A partir de ese momento, Rogelio
empezó a aprovecharse de ese don que parecía haberle sido concedido. Comprobó
que no necesitaba esforzarse lo más mínimo para sacar excelentes calificaciones
en todas las asignaturas. Y empezó a aplicar esa habilidad en todos los
aspectos de su vida. Siempre que dudaba, había “algo” que le indicaba el camino
a seguir, la opción a escoger que, casualmente, siempre era la más acertada. Al
principio, disfrutaba de sus éxitos académicos y profesionales. Se acostumbró
fácilmente a vivir de una manera tan cómoda en la que siempre tenía la certeza
de que tomase la decisión que tomase, iba a acertar. Era como jugar a las cartas
con ventaja, sabiendo dónde estaban los
cuatro ases y pudiendo elegirlos en cada partida. Hablaba y reía con su reflejo
en el espejo, su mejor aliado, comentando cada detalle de los casos en que
salía victorioso, aumentando su autoestima y la que de él tenían los demás.
Pero a medida que fue pasando el tiempo,
empezó a sentirse cada vez más dominado por ese ser que le hacía triunfar de
una manera tan fácil. No podía evitar preguntarse cómo sería su vida si no
hubiese tenido esa habilidad, ese don que no sabía cómo denominarlo.
Por supuesto, Rogelio no había
comentado nunca con nadie la existencia de su “otro yo”. Suponía que lo
tomarían por un desequilibrado si hablaba de ello e incluso él mismo había
llegado a pensar en ocasiones si su mente correspondía a la de una persona
sana. A veces, cada vez con más frecuencia, Rogelio anhelaba ser una persona normal,
alguien que interactuase con los demás
para algo más que para asuntos de trabajo. Un chico joven que se juntase con
sus amigos para ver el partido de fútbol de su equipo favorito, por ejemplo. O
que no le temblase la voz y le sudasen las manos cada vez que veía a una chica
guapa e intentaba entablar conversación con ella. Alguien que se relacionase
con alguien más que con una imagen de un espejo. Pero en el ámbito privado de
su vida era en el único que Rogelio actuaba por sí mismo. Su aliado, su amigo, su
imagen, ése que le había hecho triunfador en la vida, le abandonaba siempre a
su suerte cuando trataba de relacionarse con los demás. Y no sabía qué hacer
cuando era él mismo. Se sentía extraño, torpe, inseguro, absurdo… Y siempre
terminaba acudiendo a su casa, a su refugio, a su espejo.

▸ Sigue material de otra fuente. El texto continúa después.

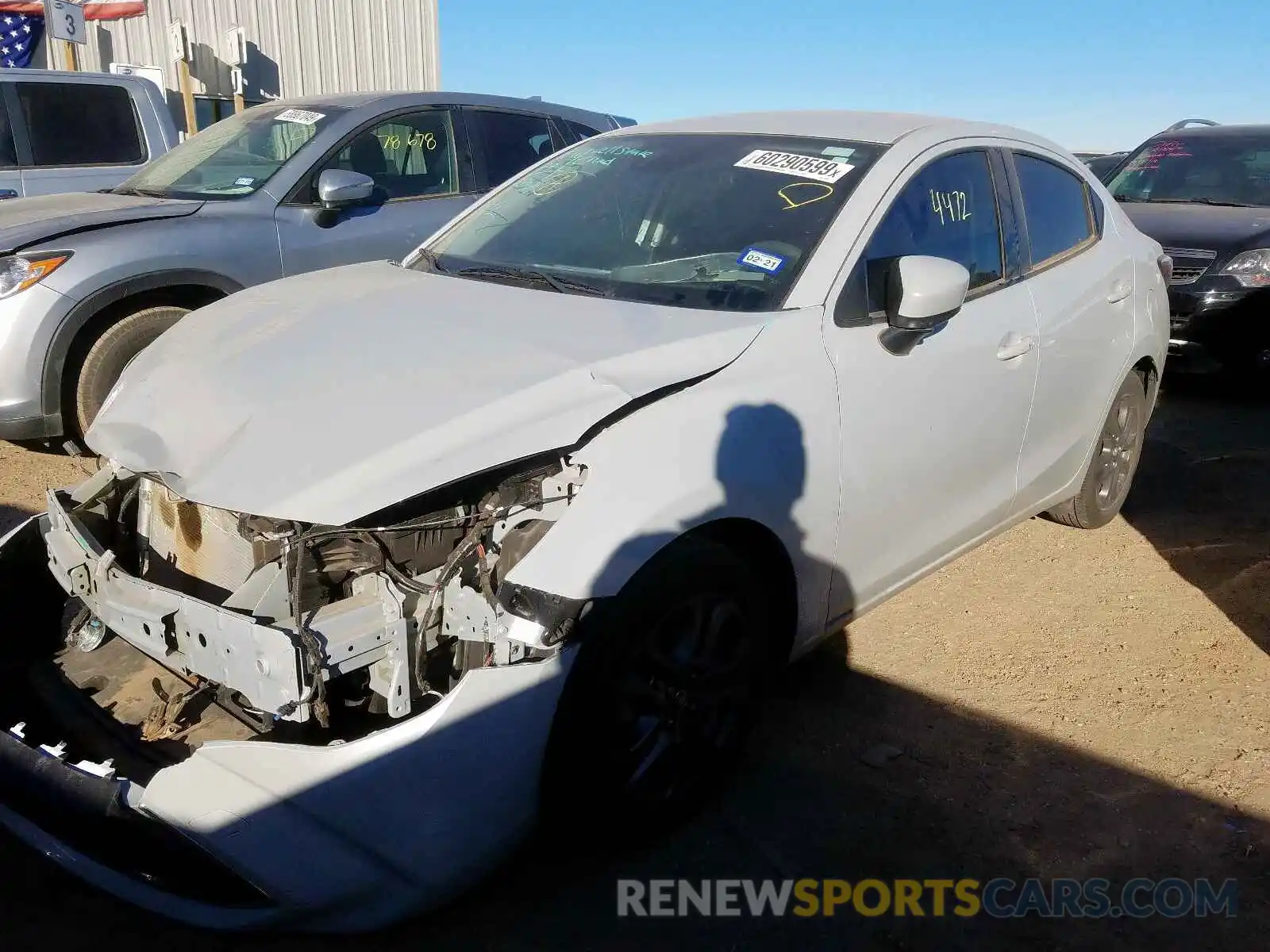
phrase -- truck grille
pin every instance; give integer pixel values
(1189, 263)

Además estaban los sueños. Un asunto
que le preocupaba cada día más. Hacía ya algún tiempo que no descansaba bien,
porque tenía unas pesadillas que se repetían de forma insistente, noche tras
noche.
Estaba en un aeropuerto, facturando el
equipaje antes de embarcar hacia no sabía dónde, pero se trataba algún viaje
por motivos de trabajo. Rellenaba los impresos que le facilitaban en el
mostrador para adherir a su maleta. Tras él había una cola interminable de
pasajeros esperando para hacer lo mismo. En el momento en que entregaba todos
los papeles y el DNI, el empleado de facturación le decía que había un error,
al no coincidir el nombre escrito por él con el que figuraba en el carné de
identidad. Rogelio, extrañado, volvía a leer ambas cosas comprobando que su DNI
estaba a nombre de Gerardo Barracas Escobar. La foto era suya, sin duda, así
como los dos apellidos y la fecha de nacimiento. Transcurría el tiempo,
mientras Rogelio trataba de entender qué sucedía y discutía con el empleado. El
resto de pasajeros se impacientaban, recriminándole que no terminase de hacer
las gestiones. El se ponía cada vez más nervioso, sintiendo impotencia ante una
situación tan absurda. ¡El sabía perfectamente que se llamaba Rogelio, no
Gerardo! “Vamos a perder el avión”, insistían los demás, que esperaban para
facturar su equipaje. El hombre sudaba, nervioso. Los empleados de facturación
trataban de explicarle que su tarjeta de embarque no coincidía con el nombre
que figuraba en su DNI, por lo que tampoco iba a poder subir al avión. “Pero es
imprescindible que tome ese avión… “, insistía Rogelio, tartamudeando como
siempre que se ponía nervioso. La situación se ponía tan tensa que parecía que
le iba a estallar la cabeza, cuando, de repente, miraba hacia atrás en la cola
y veía que uno de los pasajeros se acercaba lentamente hacia él. Su cara le
resultaba conocida, muy familiar… pero hasta que no estaba a un metro de él no
reparaba en que tenía su mismo rostro. Se había repetido tantas veces ese sueño
que, llegado a este punto, Rogelio adivinaba lo que le iba a decir a
continuación antes de que el otro abriese la boca para hablar:
“De
los dos, yo era el más fuerte. No es justo que la oportunidad fuese para ti”.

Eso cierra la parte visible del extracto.